Question the Iceberg desk to confirm the up to date knowledge on tracking_number and shipping_carrier.

SELECT * FROM "icebergdb1"."ecomorders" ORDER BY ordernum ;

Now that the information has been up to date on the desk, it’s best to see the partition values populated for class:

SELECT * FROM "icebergdb1"."ecomorders$partitions"
ORDER BY partition;

Clear up

To keep away from incurring future expenses, clear up the assets you created:

  1. On the Lambda console, open the small print web page for the operate icebergdemo1-Lambda-Create-Iceberg-and-Grant-access.
  2. Within the Atmosphere variables part, select the important thing Task_To_Perform and replace the worth to CLEANUP.
  3. Run the operate, which drops the database, desk, and their related LF-Tags.
  4. On the AWS CloudFormation console, delete the stack icebergdemo1.

Conclusion

On this submit, you created an Iceberg desk utilizing the AWS Glue API and used Lake Formation to regulate entry on the Iceberg desk in a transactional knowledge lake. With AWS Glue ETL jobs, you merged knowledge into the Iceberg desk, and carried out schema evolution and partition evolution with out rewriting or recreating the Iceberg desk. With Athena, you queried the Iceberg knowledge and metadata.

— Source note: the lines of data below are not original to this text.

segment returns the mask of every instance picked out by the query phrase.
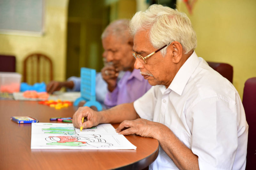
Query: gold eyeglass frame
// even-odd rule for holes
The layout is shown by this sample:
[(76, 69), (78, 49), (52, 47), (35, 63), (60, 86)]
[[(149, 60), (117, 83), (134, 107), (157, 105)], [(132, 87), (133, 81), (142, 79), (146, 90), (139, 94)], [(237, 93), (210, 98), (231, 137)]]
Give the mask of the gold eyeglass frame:
[[(137, 58), (138, 58), (138, 59), (143, 59), (143, 60), (144, 61), (144, 62), (145, 62), (145, 64), (146, 64), (147, 63), (147, 62), (146, 62), (146, 61), (145, 61), (145, 60), (146, 59), (147, 59), (147, 58), (148, 58), (149, 57), (151, 56), (152, 56), (152, 55), (153, 55), (153, 54), (155, 54), (156, 53), (157, 53), (157, 52), (158, 52), (158, 51), (160, 51), (160, 50), (162, 49), (163, 48), (164, 48), (165, 47), (166, 47), (166, 46), (167, 46), (167, 45), (164, 45), (164, 46), (163, 46), (163, 47), (162, 47), (160, 48), (157, 49), (156, 50), (156, 51), (154, 51), (153, 53), (149, 54), (148, 55), (147, 55), (147, 56), (146, 56), (146, 57), (142, 57), (142, 56), (141, 56), (141, 55), (136, 55), (135, 54), (135, 53), (132, 53), (132, 55), (133, 55), (133, 56), (134, 57), (134, 58), (135, 58), (135, 59)], [(141, 61), (141, 60), (140, 60), (140, 61)]]

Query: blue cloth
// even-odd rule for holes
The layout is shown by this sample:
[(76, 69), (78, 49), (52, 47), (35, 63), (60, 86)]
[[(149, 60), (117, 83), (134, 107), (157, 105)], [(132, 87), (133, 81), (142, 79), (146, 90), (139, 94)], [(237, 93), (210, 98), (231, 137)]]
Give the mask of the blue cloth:
[(46, 92), (46, 85), (44, 82), (41, 83), (36, 83), (33, 85), (28, 85), (27, 83), (22, 82), (20, 84), (20, 91), (25, 92), (27, 90), (35, 90), (38, 92)]

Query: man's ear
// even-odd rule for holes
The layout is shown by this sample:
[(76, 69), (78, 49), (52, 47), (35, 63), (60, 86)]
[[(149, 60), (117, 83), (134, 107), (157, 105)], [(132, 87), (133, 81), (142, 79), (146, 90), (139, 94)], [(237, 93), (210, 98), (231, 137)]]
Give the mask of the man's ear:
[(170, 48), (169, 52), (172, 56), (172, 61), (174, 63), (178, 63), (180, 60), (182, 55), (183, 48), (181, 44), (178, 41), (174, 41), (171, 43), (168, 47)]
[(128, 44), (132, 47), (132, 48), (133, 47), (133, 40), (132, 41), (128, 41)]

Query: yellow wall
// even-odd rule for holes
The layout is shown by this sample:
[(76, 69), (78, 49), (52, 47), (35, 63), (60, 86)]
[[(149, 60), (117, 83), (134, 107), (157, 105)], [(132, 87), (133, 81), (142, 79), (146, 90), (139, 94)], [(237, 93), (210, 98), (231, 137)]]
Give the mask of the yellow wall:
[(0, 34), (0, 54), (15, 56), (16, 71), (22, 74), (22, 62), (27, 55), (35, 52), (44, 53), (52, 61), (53, 78), (64, 80), (68, 0), (45, 2), (44, 35), (35, 37)]
[(232, 65), (233, 84), (242, 99), (245, 81), (256, 77), (256, 1), (198, 0), (192, 15), (181, 0), (177, 5), (196, 33), (197, 55)]

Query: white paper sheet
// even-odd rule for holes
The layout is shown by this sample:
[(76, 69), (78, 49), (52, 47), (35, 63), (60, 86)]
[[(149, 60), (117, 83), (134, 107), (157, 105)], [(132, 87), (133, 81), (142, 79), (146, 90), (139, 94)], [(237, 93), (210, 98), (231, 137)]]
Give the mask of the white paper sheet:
[(32, 124), (31, 149), (136, 149), (110, 124), (81, 131), (72, 123)]

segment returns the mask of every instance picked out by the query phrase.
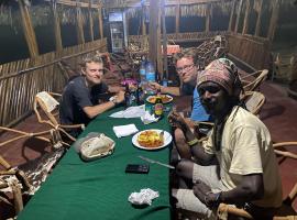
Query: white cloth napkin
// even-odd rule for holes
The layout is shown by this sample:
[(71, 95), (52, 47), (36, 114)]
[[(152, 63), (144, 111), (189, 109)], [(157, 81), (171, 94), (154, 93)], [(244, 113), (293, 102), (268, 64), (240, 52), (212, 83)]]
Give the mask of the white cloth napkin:
[(140, 193), (132, 193), (128, 200), (134, 205), (152, 205), (152, 200), (158, 197), (158, 191), (154, 191), (153, 189), (146, 188), (141, 189)]
[(109, 117), (131, 119), (131, 118), (141, 118), (144, 114), (145, 114), (145, 105), (142, 105), (139, 107), (129, 107), (128, 109), (114, 112)]
[(118, 138), (122, 136), (129, 136), (131, 134), (134, 134), (139, 132), (138, 128), (135, 124), (127, 124), (127, 125), (119, 125), (119, 127), (113, 127), (113, 132)]
[(158, 118), (155, 118), (154, 114), (150, 114), (148, 111), (145, 111), (145, 114), (141, 117), (141, 120), (144, 124), (148, 124), (158, 121)]

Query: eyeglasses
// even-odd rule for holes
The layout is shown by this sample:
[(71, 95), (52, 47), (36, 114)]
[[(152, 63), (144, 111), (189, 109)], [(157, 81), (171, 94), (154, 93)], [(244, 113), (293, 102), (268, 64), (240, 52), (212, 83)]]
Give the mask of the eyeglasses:
[(103, 74), (105, 69), (88, 69), (90, 73), (99, 72), (100, 74)]
[(180, 74), (180, 73), (183, 73), (183, 72), (189, 72), (193, 67), (194, 67), (194, 64), (185, 65), (184, 67), (178, 67), (178, 68), (176, 68), (176, 72), (177, 72), (178, 74)]

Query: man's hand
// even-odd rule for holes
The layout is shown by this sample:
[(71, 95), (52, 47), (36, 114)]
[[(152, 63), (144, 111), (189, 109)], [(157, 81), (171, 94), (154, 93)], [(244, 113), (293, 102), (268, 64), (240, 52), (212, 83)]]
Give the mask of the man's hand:
[(193, 187), (193, 193), (209, 208), (216, 207), (220, 202), (220, 194), (213, 194), (211, 188), (201, 180), (196, 182)]
[(121, 103), (121, 102), (124, 101), (124, 91), (119, 91), (119, 92), (117, 94), (116, 101), (117, 101), (117, 103)]
[(161, 85), (155, 81), (150, 81), (148, 87), (153, 90), (160, 90), (161, 91)]
[(177, 127), (182, 130), (184, 130), (185, 128), (187, 128), (187, 123), (184, 119), (184, 117), (182, 117), (178, 112), (176, 111), (172, 111), (168, 116), (168, 122), (173, 125), (173, 127)]

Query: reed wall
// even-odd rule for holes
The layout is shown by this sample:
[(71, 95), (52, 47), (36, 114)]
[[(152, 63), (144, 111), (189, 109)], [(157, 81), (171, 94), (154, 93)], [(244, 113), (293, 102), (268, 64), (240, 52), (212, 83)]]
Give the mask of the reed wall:
[(251, 35), (229, 34), (229, 53), (255, 69), (270, 67), (270, 41)]
[(81, 56), (95, 51), (107, 51), (106, 38), (0, 65), (0, 125), (10, 127), (30, 114), (37, 92), (62, 92), (68, 77), (58, 67), (61, 61), (76, 68)]

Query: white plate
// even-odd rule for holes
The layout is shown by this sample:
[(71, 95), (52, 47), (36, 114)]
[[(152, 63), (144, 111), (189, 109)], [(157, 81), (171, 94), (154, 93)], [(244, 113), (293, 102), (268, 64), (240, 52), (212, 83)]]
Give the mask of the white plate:
[[(163, 102), (163, 103), (169, 103), (170, 101), (173, 101), (173, 97), (172, 97), (172, 96), (169, 96), (169, 95), (162, 95), (162, 96), (166, 96), (166, 97), (168, 98), (168, 101), (165, 101), (165, 102)], [(150, 99), (151, 99), (152, 97), (155, 97), (155, 96), (148, 96), (148, 97), (146, 98), (146, 101), (150, 102), (150, 103), (154, 103), (154, 102), (150, 101)]]
[(147, 151), (154, 151), (154, 150), (158, 150), (158, 148), (163, 148), (163, 147), (167, 146), (173, 141), (172, 134), (169, 134), (167, 131), (164, 131), (164, 144), (163, 145), (161, 145), (158, 147), (145, 147), (145, 146), (141, 146), (139, 144), (139, 142), (138, 142), (138, 138), (139, 138), (140, 133), (142, 133), (144, 131), (156, 131), (157, 133), (161, 133), (163, 130), (150, 129), (150, 130), (140, 131), (139, 133), (134, 134), (134, 136), (132, 138), (132, 143), (136, 147), (139, 147), (139, 148), (143, 148), (143, 150), (147, 150)]

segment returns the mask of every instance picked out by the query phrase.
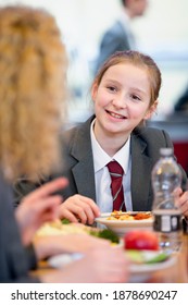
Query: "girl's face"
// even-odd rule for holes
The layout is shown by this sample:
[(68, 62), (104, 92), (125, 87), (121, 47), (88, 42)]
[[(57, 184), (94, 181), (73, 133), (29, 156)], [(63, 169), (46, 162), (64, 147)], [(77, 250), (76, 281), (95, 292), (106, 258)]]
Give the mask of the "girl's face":
[(155, 110), (150, 105), (150, 82), (147, 70), (130, 63), (108, 69), (100, 85), (93, 84), (91, 96), (96, 112), (96, 136), (123, 136), (125, 139)]

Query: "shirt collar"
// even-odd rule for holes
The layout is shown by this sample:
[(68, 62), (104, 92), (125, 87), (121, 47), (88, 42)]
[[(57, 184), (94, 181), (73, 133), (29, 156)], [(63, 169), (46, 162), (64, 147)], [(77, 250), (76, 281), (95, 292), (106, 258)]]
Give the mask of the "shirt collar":
[(97, 173), (99, 170), (101, 170), (103, 167), (105, 167), (110, 161), (115, 160), (117, 161), (123, 170), (124, 173), (128, 171), (128, 163), (129, 163), (129, 149), (130, 149), (130, 137), (128, 137), (125, 145), (111, 158), (99, 145), (99, 143), (96, 139), (95, 133), (93, 133), (93, 124), (95, 121), (92, 121), (90, 125), (90, 137), (91, 137), (91, 146), (92, 146), (92, 155), (93, 155), (93, 166), (95, 166), (95, 173)]

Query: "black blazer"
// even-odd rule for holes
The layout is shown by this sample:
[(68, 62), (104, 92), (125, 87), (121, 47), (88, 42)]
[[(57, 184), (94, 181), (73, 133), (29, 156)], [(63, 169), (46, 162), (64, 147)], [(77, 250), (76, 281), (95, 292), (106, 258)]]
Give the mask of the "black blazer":
[[(65, 175), (70, 181), (61, 194), (64, 199), (80, 194), (96, 202), (93, 158), (90, 139), (90, 124), (95, 117), (75, 126), (62, 135), (63, 169), (58, 175)], [(137, 127), (130, 137), (131, 151), (131, 200), (134, 210), (151, 210), (153, 192), (151, 171), (159, 160), (160, 147), (173, 147), (168, 134), (151, 127)], [(183, 170), (183, 188), (187, 178)], [(52, 179), (52, 176), (51, 176)], [(46, 180), (45, 180), (46, 181)], [(22, 182), (15, 186), (16, 196), (30, 192), (36, 185)]]

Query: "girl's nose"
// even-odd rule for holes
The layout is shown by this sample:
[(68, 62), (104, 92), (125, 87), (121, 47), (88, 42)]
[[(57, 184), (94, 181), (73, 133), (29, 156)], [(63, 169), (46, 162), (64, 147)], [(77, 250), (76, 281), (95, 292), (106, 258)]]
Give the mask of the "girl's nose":
[(125, 108), (126, 107), (126, 99), (124, 96), (115, 97), (112, 101), (112, 103), (118, 108)]

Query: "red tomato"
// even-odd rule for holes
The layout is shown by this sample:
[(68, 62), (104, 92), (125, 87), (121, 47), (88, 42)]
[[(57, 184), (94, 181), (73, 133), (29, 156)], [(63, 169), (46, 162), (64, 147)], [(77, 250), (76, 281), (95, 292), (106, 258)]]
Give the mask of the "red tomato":
[(130, 231), (124, 235), (125, 249), (159, 249), (159, 240), (154, 232)]

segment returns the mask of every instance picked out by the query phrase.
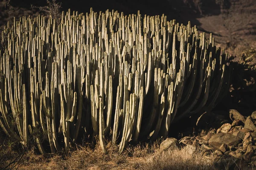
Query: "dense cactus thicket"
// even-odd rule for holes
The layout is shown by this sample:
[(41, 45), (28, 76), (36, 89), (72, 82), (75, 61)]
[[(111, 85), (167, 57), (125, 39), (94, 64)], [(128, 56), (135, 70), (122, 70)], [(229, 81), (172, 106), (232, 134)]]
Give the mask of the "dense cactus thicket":
[(46, 156), (84, 135), (120, 153), (166, 138), (172, 122), (212, 109), (228, 88), (227, 56), (212, 35), (163, 15), (69, 11), (59, 25), (15, 19), (2, 34), (1, 127)]

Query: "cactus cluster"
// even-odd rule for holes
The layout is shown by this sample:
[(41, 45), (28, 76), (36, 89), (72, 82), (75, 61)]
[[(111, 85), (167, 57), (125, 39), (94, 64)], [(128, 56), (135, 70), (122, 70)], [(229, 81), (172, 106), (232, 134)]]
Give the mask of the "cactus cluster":
[(172, 122), (212, 109), (228, 88), (227, 54), (190, 23), (91, 9), (60, 20), (23, 17), (1, 33), (0, 125), (45, 156), (84, 135), (119, 153), (166, 138)]

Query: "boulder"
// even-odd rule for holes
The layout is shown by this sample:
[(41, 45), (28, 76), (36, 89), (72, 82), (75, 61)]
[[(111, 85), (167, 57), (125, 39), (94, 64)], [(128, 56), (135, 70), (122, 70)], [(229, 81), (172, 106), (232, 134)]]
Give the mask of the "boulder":
[(165, 150), (175, 150), (180, 148), (178, 144), (178, 140), (175, 138), (167, 138), (160, 144), (160, 151), (163, 151)]
[(252, 157), (252, 164), (256, 167), (256, 156)]
[(185, 153), (189, 155), (193, 155), (196, 151), (196, 147), (190, 144), (186, 145), (183, 149)]
[(239, 153), (238, 152), (231, 152), (229, 154), (229, 155), (232, 156), (238, 159), (242, 159), (242, 153)]
[(247, 147), (249, 146), (252, 146), (253, 145), (253, 143), (252, 143), (252, 141), (250, 139), (246, 139), (245, 141), (243, 143), (243, 147)]
[(251, 146), (249, 146), (247, 147), (246, 152), (243, 155), (243, 159), (246, 161), (249, 162), (251, 158), (254, 156), (253, 148)]
[(256, 111), (254, 111), (253, 112), (252, 115), (251, 115), (251, 117), (252, 119), (254, 120), (256, 119)]
[(215, 134), (215, 133), (213, 133), (212, 132), (209, 132), (207, 134), (207, 135), (203, 136), (202, 137), (202, 139), (207, 141), (209, 141), (209, 139), (212, 137), (212, 136)]
[(233, 135), (239, 137), (240, 139), (244, 139), (244, 136), (245, 136), (245, 133), (250, 131), (250, 130), (249, 129), (248, 129), (247, 128), (244, 128), (243, 129), (241, 129), (234, 132), (232, 133), (232, 134)]
[(250, 116), (249, 116), (246, 119), (244, 123), (244, 128), (247, 128), (251, 130), (256, 131), (256, 126), (254, 125)]
[(244, 123), (245, 122), (244, 117), (236, 110), (231, 109), (230, 110), (230, 117), (232, 120), (233, 119), (240, 120)]
[(244, 161), (240, 159), (225, 155), (214, 162), (212, 169), (218, 170), (234, 170), (236, 167), (242, 167), (246, 164)]
[(217, 133), (227, 133), (231, 128), (231, 125), (229, 123), (225, 123), (222, 125), (217, 130)]
[(238, 136), (230, 133), (216, 133), (209, 140), (209, 144), (218, 149), (223, 144), (227, 144), (228, 146), (237, 145), (239, 143), (239, 139)]
[(256, 138), (256, 131), (251, 133), (251, 136), (252, 136), (253, 138)]
[(242, 121), (241, 121), (241, 120), (235, 119), (232, 122), (232, 124), (231, 124), (231, 126), (232, 126), (232, 127), (233, 127), (234, 126), (241, 126), (241, 125), (242, 125), (243, 124), (244, 124), (244, 123), (243, 123), (243, 122)]
[(225, 153), (227, 150), (227, 145), (225, 144), (222, 144), (219, 148), (219, 150)]

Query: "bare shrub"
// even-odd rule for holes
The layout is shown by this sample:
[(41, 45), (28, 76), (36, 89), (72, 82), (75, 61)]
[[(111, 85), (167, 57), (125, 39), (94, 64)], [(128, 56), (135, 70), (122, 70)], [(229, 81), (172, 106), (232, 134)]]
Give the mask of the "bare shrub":
[(57, 23), (58, 25), (60, 23), (60, 19), (61, 16), (61, 3), (57, 3), (56, 0), (47, 0), (47, 6), (35, 6), (31, 5), (32, 9), (38, 8), (42, 12), (45, 13), (48, 16), (51, 16), (53, 19), (56, 20)]

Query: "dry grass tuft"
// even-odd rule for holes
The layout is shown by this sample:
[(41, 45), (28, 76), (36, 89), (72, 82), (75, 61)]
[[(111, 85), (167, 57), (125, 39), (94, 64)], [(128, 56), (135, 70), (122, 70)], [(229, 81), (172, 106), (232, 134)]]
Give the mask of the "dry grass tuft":
[(157, 153), (145, 159), (145, 170), (210, 170), (214, 162), (212, 156), (204, 157), (199, 152), (189, 155), (184, 148)]
[(212, 168), (213, 159), (204, 158), (200, 152), (189, 155), (184, 149), (159, 152), (160, 141), (154, 144), (130, 145), (122, 154), (118, 147), (106, 146), (102, 151), (99, 144), (76, 146), (68, 156), (56, 155), (45, 159), (32, 152), (25, 156), (22, 167), (27, 170), (207, 170)]

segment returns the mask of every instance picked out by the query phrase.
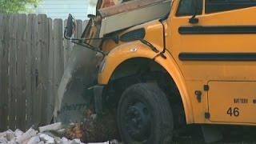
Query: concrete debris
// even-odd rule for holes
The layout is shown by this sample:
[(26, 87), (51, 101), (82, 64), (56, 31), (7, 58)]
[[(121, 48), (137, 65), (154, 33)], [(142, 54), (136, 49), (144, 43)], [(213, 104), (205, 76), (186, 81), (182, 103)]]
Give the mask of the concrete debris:
[(62, 122), (57, 122), (51, 125), (39, 127), (39, 132), (50, 131), (50, 130), (57, 130), (62, 129)]
[(26, 133), (23, 134), (17, 137), (16, 142), (18, 143), (22, 143), (23, 142), (30, 139), (30, 138), (35, 136), (38, 131), (34, 130), (33, 128), (29, 129)]
[(13, 132), (10, 130), (8, 130), (6, 131), (6, 139), (7, 141), (11, 141), (13, 138), (14, 138), (14, 132)]
[[(59, 138), (54, 134), (54, 131), (49, 132), (49, 130), (62, 131), (63, 128), (61, 125), (61, 123), (54, 123), (42, 126), (39, 128), (40, 133), (33, 128), (29, 129), (25, 133), (18, 129), (14, 132), (8, 130), (0, 133), (0, 144), (85, 144), (78, 138), (70, 140), (65, 137)], [(113, 140), (106, 142), (90, 144), (118, 144), (118, 142), (116, 140)]]
[(41, 134), (39, 135), (39, 138), (42, 141), (45, 142), (46, 143), (54, 143), (54, 138), (47, 134)]

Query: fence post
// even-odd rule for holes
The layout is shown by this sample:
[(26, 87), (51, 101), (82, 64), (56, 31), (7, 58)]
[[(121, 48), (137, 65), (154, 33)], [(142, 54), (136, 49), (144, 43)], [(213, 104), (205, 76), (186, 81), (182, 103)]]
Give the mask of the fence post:
[(48, 29), (49, 29), (49, 62), (48, 62), (48, 95), (47, 95), (47, 106), (46, 106), (46, 122), (51, 121), (53, 112), (54, 109), (54, 32), (53, 32), (53, 21), (48, 18)]

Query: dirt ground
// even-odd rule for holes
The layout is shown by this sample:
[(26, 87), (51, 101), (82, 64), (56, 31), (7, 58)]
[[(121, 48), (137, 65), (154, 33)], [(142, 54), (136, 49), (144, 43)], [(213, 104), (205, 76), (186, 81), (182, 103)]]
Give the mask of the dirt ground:
[[(115, 118), (115, 112), (103, 114), (100, 120), (95, 119), (91, 110), (86, 112), (86, 121), (71, 126), (66, 132), (69, 138), (81, 138), (84, 142), (106, 142), (117, 139), (121, 141)], [(256, 127), (216, 126), (223, 138), (216, 144), (256, 144)], [(201, 126), (186, 126), (174, 134), (174, 143), (205, 143)]]

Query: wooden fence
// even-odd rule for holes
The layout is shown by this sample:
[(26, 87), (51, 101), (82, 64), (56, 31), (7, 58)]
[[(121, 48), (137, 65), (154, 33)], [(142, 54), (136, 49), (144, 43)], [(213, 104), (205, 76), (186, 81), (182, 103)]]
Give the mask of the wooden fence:
[[(73, 45), (62, 19), (0, 14), (0, 131), (51, 120), (54, 97)], [(81, 35), (86, 22), (77, 21)]]

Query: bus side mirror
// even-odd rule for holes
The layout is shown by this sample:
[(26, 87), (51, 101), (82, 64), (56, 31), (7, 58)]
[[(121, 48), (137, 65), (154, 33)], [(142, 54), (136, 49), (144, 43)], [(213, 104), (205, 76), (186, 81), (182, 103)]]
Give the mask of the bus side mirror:
[(189, 19), (189, 22), (191, 24), (197, 24), (199, 22), (199, 19), (196, 18), (198, 14), (200, 14), (201, 11), (201, 3), (202, 2), (202, 0), (193, 0), (192, 1), (192, 6), (194, 9), (194, 15)]

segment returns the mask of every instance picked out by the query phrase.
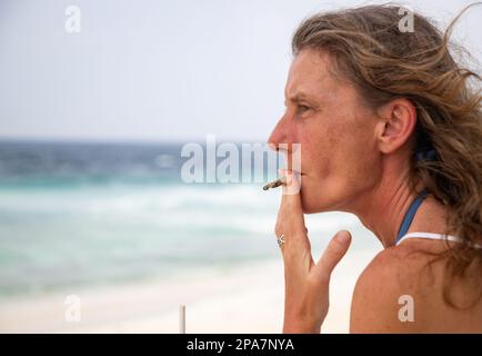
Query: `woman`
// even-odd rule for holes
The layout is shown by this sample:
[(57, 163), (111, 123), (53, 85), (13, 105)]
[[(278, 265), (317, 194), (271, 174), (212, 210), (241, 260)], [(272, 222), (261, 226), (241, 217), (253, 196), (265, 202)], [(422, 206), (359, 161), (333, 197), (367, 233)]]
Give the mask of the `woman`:
[(301, 144), (302, 157), (301, 171), (282, 172), (275, 226), (284, 333), (320, 333), (351, 236), (315, 263), (303, 214), (333, 210), (384, 247), (357, 283), (351, 332), (482, 333), (480, 78), (449, 51), (453, 22), (442, 36), (414, 14), (402, 32), (401, 18), (394, 6), (315, 14), (293, 37), (287, 110), (269, 139), (288, 144), (288, 161)]

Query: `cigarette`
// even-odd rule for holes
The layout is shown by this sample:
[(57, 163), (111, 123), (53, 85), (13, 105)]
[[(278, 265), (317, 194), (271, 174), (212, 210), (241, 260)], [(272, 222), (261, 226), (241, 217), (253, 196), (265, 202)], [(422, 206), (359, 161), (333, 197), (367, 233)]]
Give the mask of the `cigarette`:
[(287, 178), (285, 178), (285, 177), (281, 177), (281, 178), (279, 178), (279, 179), (277, 179), (277, 180), (273, 180), (273, 181), (267, 184), (267, 185), (263, 187), (263, 190), (268, 190), (268, 189), (270, 189), (270, 188), (277, 188), (277, 187), (279, 187), (279, 186), (284, 186), (285, 184), (287, 184)]

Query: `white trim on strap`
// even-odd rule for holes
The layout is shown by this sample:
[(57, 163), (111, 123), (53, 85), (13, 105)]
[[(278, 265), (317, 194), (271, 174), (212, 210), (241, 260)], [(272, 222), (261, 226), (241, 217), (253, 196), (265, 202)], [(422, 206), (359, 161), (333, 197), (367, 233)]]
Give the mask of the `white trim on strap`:
[[(401, 241), (403, 241), (405, 238), (429, 238), (433, 240), (445, 240), (445, 235), (442, 234), (433, 234), (433, 233), (410, 233), (404, 236), (396, 243), (396, 245), (400, 245)], [(463, 240), (460, 237), (446, 235), (446, 240), (452, 243), (462, 243)], [(481, 245), (475, 244), (473, 245), (474, 248), (482, 248)]]

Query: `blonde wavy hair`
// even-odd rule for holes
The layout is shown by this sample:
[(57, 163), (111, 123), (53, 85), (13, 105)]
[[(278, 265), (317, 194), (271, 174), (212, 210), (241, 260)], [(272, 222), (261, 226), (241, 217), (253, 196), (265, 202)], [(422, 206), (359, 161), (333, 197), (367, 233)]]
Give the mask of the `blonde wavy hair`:
[[(416, 108), (411, 189), (422, 181), (449, 210), (445, 235), (463, 239), (436, 255), (436, 260), (448, 258), (443, 297), (453, 307), (450, 285), (455, 277), (473, 277), (474, 303), (482, 295), (482, 249), (473, 248), (482, 236), (481, 78), (454, 60), (454, 53), (471, 57), (450, 40), (468, 8), (444, 33), (419, 13), (413, 13), (413, 32), (401, 32), (400, 7), (389, 3), (314, 14), (292, 39), (294, 56), (304, 48), (330, 53), (334, 72), (352, 82), (369, 107), (406, 98)], [(431, 159), (418, 159), (426, 150)]]

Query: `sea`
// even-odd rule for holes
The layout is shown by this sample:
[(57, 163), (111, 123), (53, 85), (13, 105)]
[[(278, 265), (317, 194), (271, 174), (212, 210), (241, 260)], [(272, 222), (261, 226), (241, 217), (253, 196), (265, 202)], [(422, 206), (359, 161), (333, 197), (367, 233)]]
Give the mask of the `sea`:
[[(208, 177), (227, 156), (208, 167), (208, 148), (199, 145), (204, 172), (197, 177)], [(278, 166), (253, 160), (229, 169), (240, 181), (191, 181), (185, 177), (195, 167), (185, 165), (193, 154), (183, 149), (182, 142), (0, 141), (0, 297), (281, 258), (273, 235), (281, 192), (262, 189)], [(247, 167), (252, 179), (242, 181)], [(354, 248), (376, 248), (353, 215), (325, 212), (307, 225), (313, 250), (339, 229), (352, 231)]]

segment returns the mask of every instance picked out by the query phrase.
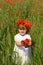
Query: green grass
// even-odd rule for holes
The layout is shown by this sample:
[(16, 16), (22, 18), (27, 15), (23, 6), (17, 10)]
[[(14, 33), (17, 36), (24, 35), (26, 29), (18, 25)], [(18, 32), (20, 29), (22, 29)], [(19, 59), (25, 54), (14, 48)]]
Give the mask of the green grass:
[[(43, 0), (13, 0), (12, 4), (0, 0), (0, 64), (15, 65), (12, 54), (15, 21), (19, 18), (32, 22), (29, 33), (32, 38), (31, 64), (43, 65)], [(20, 65), (19, 62), (17, 65)]]

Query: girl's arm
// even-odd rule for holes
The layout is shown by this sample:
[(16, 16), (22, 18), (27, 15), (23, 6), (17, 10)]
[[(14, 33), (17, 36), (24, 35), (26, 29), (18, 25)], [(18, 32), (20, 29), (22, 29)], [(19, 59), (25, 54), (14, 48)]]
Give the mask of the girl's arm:
[(21, 44), (21, 42), (18, 42), (18, 41), (16, 41), (16, 45), (19, 46), (19, 47), (23, 46), (23, 44)]
[(25, 47), (27, 48), (27, 47), (29, 47), (31, 45), (32, 45), (32, 42), (30, 41), (30, 43), (28, 45), (25, 45)]

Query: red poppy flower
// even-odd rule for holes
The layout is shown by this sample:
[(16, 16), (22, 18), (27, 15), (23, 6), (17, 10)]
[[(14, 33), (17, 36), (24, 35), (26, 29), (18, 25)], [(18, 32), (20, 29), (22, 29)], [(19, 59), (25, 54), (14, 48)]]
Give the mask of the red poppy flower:
[(25, 40), (25, 45), (28, 45), (30, 43), (30, 39)]
[(19, 19), (19, 20), (16, 21), (16, 25), (19, 26), (20, 24), (24, 25), (27, 28), (31, 28), (31, 26), (32, 26), (32, 23), (26, 21), (25, 19)]
[(25, 44), (24, 40), (21, 41), (21, 44), (23, 44), (23, 45)]
[(31, 26), (32, 26), (31, 22), (25, 22), (24, 25), (25, 25), (27, 28), (31, 28)]
[(20, 24), (24, 24), (25, 23), (25, 20), (24, 19), (18, 19), (16, 21), (16, 25), (20, 25)]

Based mostly on the ideas and demonstrations from this submit, now you can construct a transactional knowledge lake in an enterprise utilizing Iceberg, AWS Glue, Lake Formation, and Amazon S3.


In regards to the Creator

Satya Adimula is a Senior Knowledge Architect at AWS primarily based in Boston. With over 20 years of expertise in knowledge and analytics, Satya helps organizations derive enterprise insights from their knowledge at scale.